JSONL input contract

One JSON object per line. Required: prompt. Optional: id (defaults to the deterministic sample-id from blake3(model || prompt || params) per rollout-runtime-batch::sample_id). Extra fields are preserved and round-tripped to output.

{ "prompt": "Translate to French: Hello.", "id": "p-001", "tag": "demo" }

JSONL output contract (D-CLI-03)

Each row:

{
  "id":                "<content-addressed sample id>",
  "prompt":            "<original prompt text>",
  "completion":        "<generated text>",
  "sampling_params":   { ... },
  "model_uri":         "Qwen/Qwen2.5-0.5B-Instruct",
  "finish_reason":     "stop",
  "model_content_id":  "<blake3-hex of resolved model SHA>",
  "completion_blob_id":"<blake3-hex of completion bytes in the object-store>",
  "generated_at":      "2026-05-20T22:31:09.123Z"
}

Order matches input file order regardless of worker concurrency — the CLI calls BatchCoordinator::collect_done_records() (sorted by input_idx) and emits in that order.
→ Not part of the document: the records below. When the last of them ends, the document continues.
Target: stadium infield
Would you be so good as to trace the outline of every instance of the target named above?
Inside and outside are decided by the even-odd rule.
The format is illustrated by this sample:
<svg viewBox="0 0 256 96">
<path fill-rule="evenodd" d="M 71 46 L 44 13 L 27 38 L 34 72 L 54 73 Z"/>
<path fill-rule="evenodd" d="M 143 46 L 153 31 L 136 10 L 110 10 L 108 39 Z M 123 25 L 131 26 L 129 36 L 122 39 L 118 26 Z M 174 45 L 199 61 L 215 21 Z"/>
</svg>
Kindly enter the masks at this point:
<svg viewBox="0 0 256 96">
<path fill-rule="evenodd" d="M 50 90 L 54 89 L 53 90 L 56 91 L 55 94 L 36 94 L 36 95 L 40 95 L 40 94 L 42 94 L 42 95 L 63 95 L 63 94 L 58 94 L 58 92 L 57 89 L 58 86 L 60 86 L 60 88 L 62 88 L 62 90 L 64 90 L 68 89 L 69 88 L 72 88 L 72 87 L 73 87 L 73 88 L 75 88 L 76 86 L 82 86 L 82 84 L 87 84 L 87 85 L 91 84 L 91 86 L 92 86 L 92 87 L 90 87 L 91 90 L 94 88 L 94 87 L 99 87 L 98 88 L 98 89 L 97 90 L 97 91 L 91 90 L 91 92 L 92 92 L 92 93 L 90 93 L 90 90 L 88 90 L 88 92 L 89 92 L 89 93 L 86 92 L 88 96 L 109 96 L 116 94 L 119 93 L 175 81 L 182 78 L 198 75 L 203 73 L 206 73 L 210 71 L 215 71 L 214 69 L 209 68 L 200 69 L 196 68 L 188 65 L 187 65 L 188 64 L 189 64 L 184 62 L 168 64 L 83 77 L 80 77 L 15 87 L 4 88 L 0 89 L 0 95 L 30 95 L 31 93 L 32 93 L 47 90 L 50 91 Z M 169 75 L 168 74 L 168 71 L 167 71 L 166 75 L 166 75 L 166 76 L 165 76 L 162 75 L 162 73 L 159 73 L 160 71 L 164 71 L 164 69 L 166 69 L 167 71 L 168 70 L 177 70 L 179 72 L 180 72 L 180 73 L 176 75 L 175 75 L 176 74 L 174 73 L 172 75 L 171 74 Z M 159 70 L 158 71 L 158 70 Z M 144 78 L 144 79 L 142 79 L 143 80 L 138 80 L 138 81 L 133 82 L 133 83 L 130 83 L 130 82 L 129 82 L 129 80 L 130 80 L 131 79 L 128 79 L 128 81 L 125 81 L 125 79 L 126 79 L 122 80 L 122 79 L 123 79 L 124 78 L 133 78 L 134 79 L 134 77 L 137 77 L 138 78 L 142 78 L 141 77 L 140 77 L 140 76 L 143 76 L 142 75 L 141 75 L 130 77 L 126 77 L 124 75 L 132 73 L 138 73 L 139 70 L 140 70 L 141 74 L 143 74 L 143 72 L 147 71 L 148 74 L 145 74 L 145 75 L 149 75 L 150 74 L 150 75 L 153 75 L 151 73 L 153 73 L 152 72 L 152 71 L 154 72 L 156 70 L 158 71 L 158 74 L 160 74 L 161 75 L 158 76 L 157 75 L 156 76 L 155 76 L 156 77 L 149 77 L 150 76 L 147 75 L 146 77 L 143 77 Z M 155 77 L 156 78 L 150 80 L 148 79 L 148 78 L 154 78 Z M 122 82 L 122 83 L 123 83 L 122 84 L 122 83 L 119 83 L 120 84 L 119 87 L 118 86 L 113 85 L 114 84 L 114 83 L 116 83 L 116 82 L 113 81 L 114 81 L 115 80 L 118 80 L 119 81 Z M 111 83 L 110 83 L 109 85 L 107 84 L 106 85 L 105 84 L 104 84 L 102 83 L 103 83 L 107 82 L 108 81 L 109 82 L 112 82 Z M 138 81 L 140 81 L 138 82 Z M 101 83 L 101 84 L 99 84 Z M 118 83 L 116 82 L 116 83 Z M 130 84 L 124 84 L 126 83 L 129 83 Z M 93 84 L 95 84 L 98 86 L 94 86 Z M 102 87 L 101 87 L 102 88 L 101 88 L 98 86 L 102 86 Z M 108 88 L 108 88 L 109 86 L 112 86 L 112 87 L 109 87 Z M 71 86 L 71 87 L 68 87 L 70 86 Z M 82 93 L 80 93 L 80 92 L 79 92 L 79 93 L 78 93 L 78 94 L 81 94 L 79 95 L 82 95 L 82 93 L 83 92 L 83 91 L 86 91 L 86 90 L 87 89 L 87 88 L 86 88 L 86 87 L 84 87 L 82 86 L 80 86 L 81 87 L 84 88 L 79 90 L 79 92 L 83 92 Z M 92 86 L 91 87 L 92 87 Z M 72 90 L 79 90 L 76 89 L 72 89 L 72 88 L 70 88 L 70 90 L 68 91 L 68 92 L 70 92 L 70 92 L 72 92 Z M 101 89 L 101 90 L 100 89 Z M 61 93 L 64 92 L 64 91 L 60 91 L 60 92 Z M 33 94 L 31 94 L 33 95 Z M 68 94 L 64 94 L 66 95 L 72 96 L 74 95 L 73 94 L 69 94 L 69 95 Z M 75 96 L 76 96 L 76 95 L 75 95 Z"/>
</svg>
`run_id` lifecycle (BLOCKER 6)

Three-tier resolution:

Source	When applied
`--resume <ULID>`	Always honored if present.
`<output.dir>/run-id` (file)	Re-attach if the file exists and `--resume` is absent.
Freshly minted ULID	First run; written atomically (tmp + rename).

The file is single-line UTF-8 (ULID Crockford form). Plan 03-05's restart_no_duplicates test reads this file between phases to obtain the ULID for the explicit --resume flag.

`--dry-run` semantics

Performs (in order):

Parse TOML against InferBatchConfig (deny_unknown_fields).
Validate sampling.stream == false, sampling.max_tokens > 0, workers.count >= 1, input.glob non-empty.
Resolve input.glob and read every JSONL file end-to-end.
Probe whether the model URI is on a known-gated prefix (meta-llama/*, mistralai/*) and look up ROLLOUT_SECRET_HF_TOKEN (best-effort).
Print dry-run OK: model=… inputs=… workers=… and exit 0.

Crucially, the backend is never constructed — --dry-run works on a build with neither --features vllm nor --features test-mock-backend.

Backend selection

The CLI picks one backend at runtime based on Cargo features + env:

Order	Condition	Backend
1	`--features test-mock-backend` + `ROLLOUT_TEST_MOCK_BACKEND=1`	`rollout_runtime_batch::MockBackend`
2	`--features vllm`	`rollout_backend_vllm::VllmBackend`
3	none	fast-fail with `Fatal(ConfigInvalid)` at full-run; dry-run still works.

Observability

RUST_LOG=info rollout infer batch … produces structured tracing events. Key fields: run_id, enqueued, total, completed. Worker spans carry worker = <ulid>.

Exit codes

Code	Meaning
0	Success (or successful dry-run).
2	Config-invalid, infrastructure error, or backend error.

CPU-mode caveat

vLLM CPU inference on the test model (Qwen2.5-0.5B-Instruct) is dramatically slower than CUDA: expect ~1–5 tokens/sec. On macOS Apple-Silicon, vLLM has no PyPI wheels (RESEARCH Pitfall 3) — run via Docker. CI's infer-smoke job is Linux-only and gated on ROLLOUT_VLLM_AVAILABLE=1.